PSD announces it too will confirm diploma vetoed by President Marcelo
President Marcelo’s veto last week of the diploma restoring the parish council map to the way it was before Portugal’s €79 billion bailout looks as if it was simply a blip in a process that will prevail, no matter what the expense.
PSD parliamentary leader Hugo Soares has announced that the party (holding the fragile reins of minority government) will confirm its support for the disaggregation of parishes sent back to parliament last week – justifying the decision with ‘expectations already created among the population’.
This announcement gels with the intentions of almost all the other parties, albeit Soares said in a statement that he did believe the message given to parliament by the president should be listened to.
To be fair, changing its vote at this stage would only have reflected badly on the PSD, which needs to keep the faith of the electorate.
One of the reasons for Marcelo’s veto lies in the fact that municipal elections are only months away, and he doubts that there is time to restore the 135 parish councils ‘absorbed’ in a cost-cutting exercise by the troika of bailout lenders (European Commission, European Central Bank and International Monetary Fund).

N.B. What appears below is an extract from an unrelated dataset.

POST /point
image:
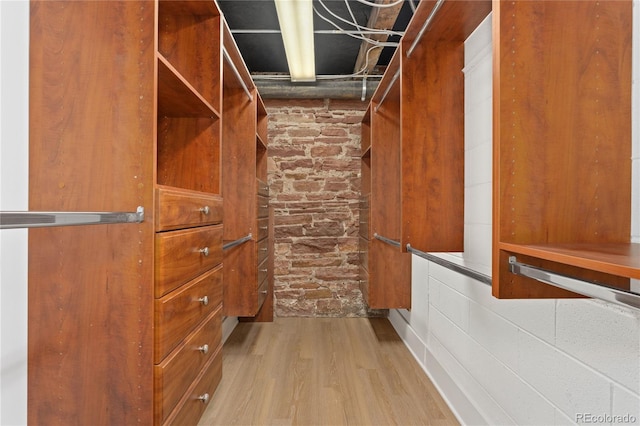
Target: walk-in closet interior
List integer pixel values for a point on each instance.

According to the Constitution of the Republic, in the event of a presidential veto, parliament can confirm the text of the vetoed diploma by an absolute majority of MPs in office – 116 out of 230 in this case. The President is then bound to promulgate the diploma within eight days of its receipt.
To make this majority of 116, the PSD’s votes will be decisive, since CHEGA abstained on the decree appealing to the President of the Republic for a veto, and Iniciativa Liberal voted against (and will be maintaining that stance).